Containers can communicate seamlessly without requiring knowledge of IP addresses, ports, or service identifiers by utilizing asynchronous and decoupled communication. This approach is particularly useful for systems comprised of loosely coupled components that remain unaware of one another’s existence. Queues serve as facilitators for such loosely coupled systems. Containers listen to messages from queues, respond, perform tasks, and post messages back to the queue for tracking purposes.

Queues offer various advantages:

• Scalability is easily achieved by adding more containers that listen to the queue, requiring no coordination.
• Overall load can be gauged based on queue depth.
• Multiple component versions can coexist by versioning messages or queue topics.
• Load balancing and redundancy can be implemented by having multiple consumers processing requests in different modes.
• Dynamic addition or removal of various listeners is straightforward.

However, there are downsides to using queues:

• Ensuring queue durability and high availability is crucial to prevent it from becoming a single point of failure (SPOF).
• Containers must interact with the asynchronous queue API, which may need abstraction.
• Implementing request-response interactions can be somewhat complex when using response queues.

In summary, queues offer an excellent mechanism for large-scale systems, providing coordination benefits even within extensive Kubernetes clusters.

Kubernetes Ingress

Kubernetes provides an ingress resource and controller that facilitate the exposure of Kubernetes services to external entities. While it’s possible to handle this process manually, many tasks involved in defining an ingress are typically shared among applications of a similar type, such as web applications, CDNs, or DDoS protectors.
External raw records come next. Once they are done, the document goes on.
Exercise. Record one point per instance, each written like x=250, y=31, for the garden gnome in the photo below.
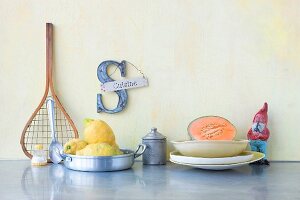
x=259, y=133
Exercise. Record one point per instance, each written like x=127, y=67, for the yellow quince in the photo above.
x=98, y=131
x=74, y=145
x=99, y=149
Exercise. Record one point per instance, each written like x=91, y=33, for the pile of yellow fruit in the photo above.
x=99, y=140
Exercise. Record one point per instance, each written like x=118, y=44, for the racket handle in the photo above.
x=50, y=108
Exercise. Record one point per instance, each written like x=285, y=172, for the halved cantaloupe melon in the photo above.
x=211, y=128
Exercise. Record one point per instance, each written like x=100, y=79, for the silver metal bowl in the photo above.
x=103, y=163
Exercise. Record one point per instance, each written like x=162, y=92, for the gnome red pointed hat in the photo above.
x=262, y=115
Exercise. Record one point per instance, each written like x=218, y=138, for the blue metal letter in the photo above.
x=103, y=78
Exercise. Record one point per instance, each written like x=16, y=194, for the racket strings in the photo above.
x=39, y=132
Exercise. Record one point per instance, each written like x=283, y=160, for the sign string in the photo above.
x=130, y=64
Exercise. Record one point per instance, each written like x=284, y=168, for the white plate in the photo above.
x=243, y=157
x=210, y=148
x=256, y=156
It’s also an option to craft custom ingress objects.

The ingress object is frequently employed for intelligent load balancing and TLS termination. Instead of setting up and deploying a separate Nginx server, users can leverage the inherent capabilities of the built-in ingress controller.

DNS in Kubernetes

DNS (Domain Name System) plays a pivotal role in networking by offering a hierarchical and decentralized naming system that introduces an abstraction layer over IP addresses. This technology is essential for various use cases, including load balancing, dynamic host replacement with varying IP addresses, and assigning human-friendly names to recognizable access points.

In Kubernetes, the core addressable entities are pods and services. Every pod and service possesses a unique internal IP address within the cluster. Pods are equipped with a resolve.conf file by the kubelet, directing them to the internal DNS server.

By default, a pod’s hostname corresponds to its metadata name. However, for pods to possess fully qualified domain names within the cluster, the creation of a headless service is necessary. Additionally, the hostname can be explicitly defined along with a subdomain linked to the service name.

CoreDNS

The internal DNS server in Kubernetes, initially named kube-dns, resides within the kube-system namespace. Over time, CoreDNS took over as the primary DNS server in Kubernetes due to its improved performance and simplified architecture, replacing the previous kube-dns default.